Questions fréquentes

Suis-je obligé de déclarer un sinistre à mon assurance auto ?
Si un tiers est impliqué (autre véhicule, piéton, bien public), la déclaration est obligatoire dans les délais prévus par votre contrat, généralement cinq jours ouvrés. Si le dommage ne concerne que votre propre véhicule, vous pouvez choisir de ne pas activer votre garantie et de régler vous-même.
Que se passe-t-il si je ne déclare pas un accident impliquant un tiers ?
Si l'autre partie déclare de son côté, votre assureur est informé de l'accident. Votre silence peut être interprété comme une réticence ou une fausse déclaration, ce qui peut entraîner une réduction d'indemnité voire une résiliation du contrat (art. L113-9 du Code des assurances).
Un sinistre non déclaré apparaît-il dans mon relevé d'information ?
Un sinistre que vous n'avez pas déclaré à votre assureur n'apparaît pas dans votre relevé d'information. En revanche, si l'autre partie a déclaré, l'accident peut figurer dans les fichiers de l'assureur et remonter à la souscription d'un nouveau contrat.
Le bris de glace fait-il perdre le bonus ?
Dans la plupart des contrats, le bris de glace n'entraîne pas de malus.

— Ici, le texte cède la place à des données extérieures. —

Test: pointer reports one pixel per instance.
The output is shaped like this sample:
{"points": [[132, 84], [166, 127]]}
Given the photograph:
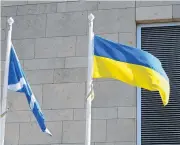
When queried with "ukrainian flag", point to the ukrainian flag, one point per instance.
{"points": [[129, 65]]}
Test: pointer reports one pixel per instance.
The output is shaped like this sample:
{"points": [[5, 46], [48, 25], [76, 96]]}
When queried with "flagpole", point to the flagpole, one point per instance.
{"points": [[5, 87], [89, 81]]}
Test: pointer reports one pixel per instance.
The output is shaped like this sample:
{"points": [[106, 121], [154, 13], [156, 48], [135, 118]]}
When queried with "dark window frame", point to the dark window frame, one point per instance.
{"points": [[138, 92]]}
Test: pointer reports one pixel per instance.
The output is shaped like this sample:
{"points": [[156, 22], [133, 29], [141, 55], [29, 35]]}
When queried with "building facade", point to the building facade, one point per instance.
{"points": [[51, 41]]}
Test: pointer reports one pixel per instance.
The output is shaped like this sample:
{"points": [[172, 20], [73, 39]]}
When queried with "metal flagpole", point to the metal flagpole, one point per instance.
{"points": [[5, 87], [89, 87]]}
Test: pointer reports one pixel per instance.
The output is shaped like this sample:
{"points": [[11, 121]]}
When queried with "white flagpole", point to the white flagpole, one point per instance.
{"points": [[5, 87], [89, 81]]}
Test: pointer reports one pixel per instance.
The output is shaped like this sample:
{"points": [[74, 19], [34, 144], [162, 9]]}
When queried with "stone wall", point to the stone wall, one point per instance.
{"points": [[51, 41]]}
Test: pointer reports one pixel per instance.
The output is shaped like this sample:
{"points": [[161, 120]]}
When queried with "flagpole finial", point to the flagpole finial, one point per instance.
{"points": [[91, 17], [10, 21]]}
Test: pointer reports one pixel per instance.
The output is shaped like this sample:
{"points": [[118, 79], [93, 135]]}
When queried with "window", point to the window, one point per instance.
{"points": [[158, 125]]}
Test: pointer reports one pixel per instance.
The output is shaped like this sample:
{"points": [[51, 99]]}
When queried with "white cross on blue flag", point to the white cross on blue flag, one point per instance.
{"points": [[18, 83]]}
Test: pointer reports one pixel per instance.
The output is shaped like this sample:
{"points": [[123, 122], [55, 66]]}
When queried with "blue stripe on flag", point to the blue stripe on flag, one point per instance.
{"points": [[18, 83]]}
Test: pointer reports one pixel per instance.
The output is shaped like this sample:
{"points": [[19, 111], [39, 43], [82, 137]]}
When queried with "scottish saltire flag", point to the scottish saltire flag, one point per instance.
{"points": [[130, 65], [18, 83]]}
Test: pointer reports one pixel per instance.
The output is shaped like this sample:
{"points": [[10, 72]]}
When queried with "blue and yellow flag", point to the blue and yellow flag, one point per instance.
{"points": [[130, 65]]}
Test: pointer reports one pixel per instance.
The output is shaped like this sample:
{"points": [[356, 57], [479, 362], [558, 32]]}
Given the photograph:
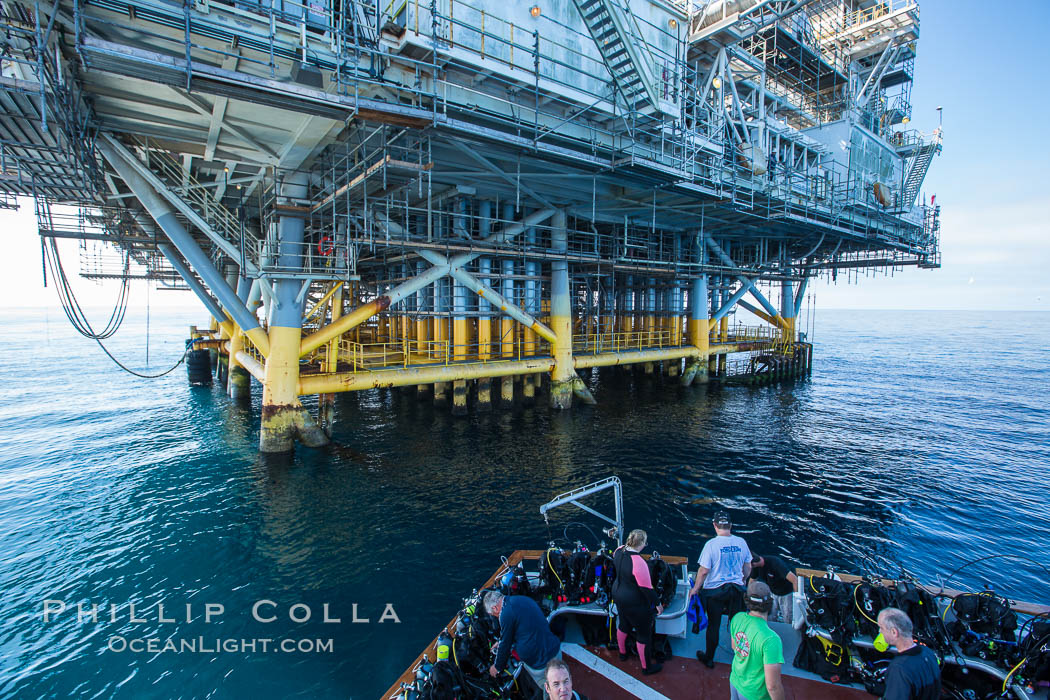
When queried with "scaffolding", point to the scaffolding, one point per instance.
{"points": [[433, 191]]}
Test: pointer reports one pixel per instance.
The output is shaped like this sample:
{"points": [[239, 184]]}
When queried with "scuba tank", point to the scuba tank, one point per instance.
{"points": [[444, 645], [515, 581], [579, 563], [919, 605], [442, 683], [869, 598], [663, 579], [597, 582], [554, 575]]}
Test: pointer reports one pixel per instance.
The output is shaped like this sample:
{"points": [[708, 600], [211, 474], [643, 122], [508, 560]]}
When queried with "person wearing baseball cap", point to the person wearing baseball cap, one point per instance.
{"points": [[725, 566], [757, 650]]}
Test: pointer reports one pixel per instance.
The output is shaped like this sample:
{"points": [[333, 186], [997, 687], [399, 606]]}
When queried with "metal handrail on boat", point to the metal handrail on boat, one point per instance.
{"points": [[574, 495]]}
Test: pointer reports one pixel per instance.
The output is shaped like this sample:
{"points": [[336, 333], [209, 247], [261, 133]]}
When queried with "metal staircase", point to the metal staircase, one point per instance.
{"points": [[624, 55], [917, 173]]}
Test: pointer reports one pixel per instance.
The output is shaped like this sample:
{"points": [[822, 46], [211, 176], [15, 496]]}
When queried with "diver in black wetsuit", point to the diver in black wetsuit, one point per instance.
{"points": [[636, 601], [915, 674]]}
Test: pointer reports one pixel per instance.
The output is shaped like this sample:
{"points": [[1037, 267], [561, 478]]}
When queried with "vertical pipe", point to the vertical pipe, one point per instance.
{"points": [[240, 382], [629, 310], [723, 325], [422, 346], [698, 333], [284, 417], [561, 318], [507, 330], [484, 315], [460, 338], [713, 359]]}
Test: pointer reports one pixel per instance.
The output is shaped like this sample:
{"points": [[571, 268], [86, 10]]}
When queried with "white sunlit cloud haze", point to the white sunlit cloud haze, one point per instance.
{"points": [[989, 181]]}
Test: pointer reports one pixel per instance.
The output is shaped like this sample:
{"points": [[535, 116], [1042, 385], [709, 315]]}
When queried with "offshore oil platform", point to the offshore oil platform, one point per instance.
{"points": [[471, 197]]}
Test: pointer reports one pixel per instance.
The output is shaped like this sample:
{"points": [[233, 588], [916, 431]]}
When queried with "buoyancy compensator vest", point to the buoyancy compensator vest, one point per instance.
{"points": [[663, 578], [516, 582], [831, 606], [579, 563], [869, 598], [601, 573]]}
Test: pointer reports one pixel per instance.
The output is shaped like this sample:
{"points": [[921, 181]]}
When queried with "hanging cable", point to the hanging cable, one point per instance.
{"points": [[79, 320]]}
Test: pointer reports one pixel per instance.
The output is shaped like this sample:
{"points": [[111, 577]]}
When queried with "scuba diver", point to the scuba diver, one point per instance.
{"points": [[915, 674], [636, 601], [524, 628], [559, 683], [725, 567]]}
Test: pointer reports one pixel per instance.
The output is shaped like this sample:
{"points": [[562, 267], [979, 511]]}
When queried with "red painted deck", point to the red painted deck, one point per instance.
{"points": [[688, 678]]}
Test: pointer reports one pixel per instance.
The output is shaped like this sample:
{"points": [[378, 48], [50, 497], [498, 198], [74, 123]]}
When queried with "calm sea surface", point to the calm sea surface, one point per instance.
{"points": [[921, 441]]}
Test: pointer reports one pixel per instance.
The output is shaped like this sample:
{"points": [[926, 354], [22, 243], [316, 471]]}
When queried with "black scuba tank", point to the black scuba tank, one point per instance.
{"points": [[579, 563], [663, 578]]}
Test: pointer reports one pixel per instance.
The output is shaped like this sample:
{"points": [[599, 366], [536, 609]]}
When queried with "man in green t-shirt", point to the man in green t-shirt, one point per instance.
{"points": [[757, 650]]}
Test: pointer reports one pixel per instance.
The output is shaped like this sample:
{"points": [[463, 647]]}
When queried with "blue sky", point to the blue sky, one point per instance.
{"points": [[985, 63]]}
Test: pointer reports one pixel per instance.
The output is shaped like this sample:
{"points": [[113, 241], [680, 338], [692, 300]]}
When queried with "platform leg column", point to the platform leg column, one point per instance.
{"points": [[698, 331], [564, 375], [484, 329], [284, 418]]}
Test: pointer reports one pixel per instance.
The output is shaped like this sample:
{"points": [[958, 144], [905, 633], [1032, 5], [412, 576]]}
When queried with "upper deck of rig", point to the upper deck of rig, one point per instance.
{"points": [[418, 184]]}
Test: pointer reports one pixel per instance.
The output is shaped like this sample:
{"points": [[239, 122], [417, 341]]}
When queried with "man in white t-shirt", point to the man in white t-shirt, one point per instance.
{"points": [[725, 567]]}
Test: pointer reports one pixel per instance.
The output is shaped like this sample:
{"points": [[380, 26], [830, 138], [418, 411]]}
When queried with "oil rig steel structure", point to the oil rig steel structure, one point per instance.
{"points": [[471, 196]]}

Mais cela dépend des conditions générales de votre contrat : vérifiez systématiquement avant de renoncer à déclarer.
Combien de temps le malus reste-t-il après un sinistre responsable ?
Après un sinistre entièrement responsable, le coefficient augmente de 25 %. Il faut deux années consécutives sans sinistre pour repasser sous 1,00, puis une réduction de 5 % par an sans sinistre pour regagner son niveau antérieur (annexe A121-1 du Code des assurances).
Puis-je changer d'assureur pour échapper au malus après un sinistre ?
Non. Le relevé d'information, transmis par votre ancien assureur, retrace votre coefficient et vos sinistres. Le nouvel assureur le consulte à la souscription : le malus vous suit, quel que soit l'assureur choisi.
Vaut-il mieux déclarer si la réparation dépasse à peine la franchise ?
Généralement non. Si l'écart entre le devis et votre franchise est faible, le remboursement sera minime, mais le malus durera plusieurs années. La plupart du temps, régler soi-même est plus économique sur le long terme.
La responsabilité partielle réduit-elle le malus ?
Oui. Quand votre responsabilité n'est qu'en partie engagée (par exemple, accident avec partage de torts), la majoration du coefficient est réduite de moitié, soit environ +12,5 % au lieu de +25 % (annexe A121-1 du Code des assurances).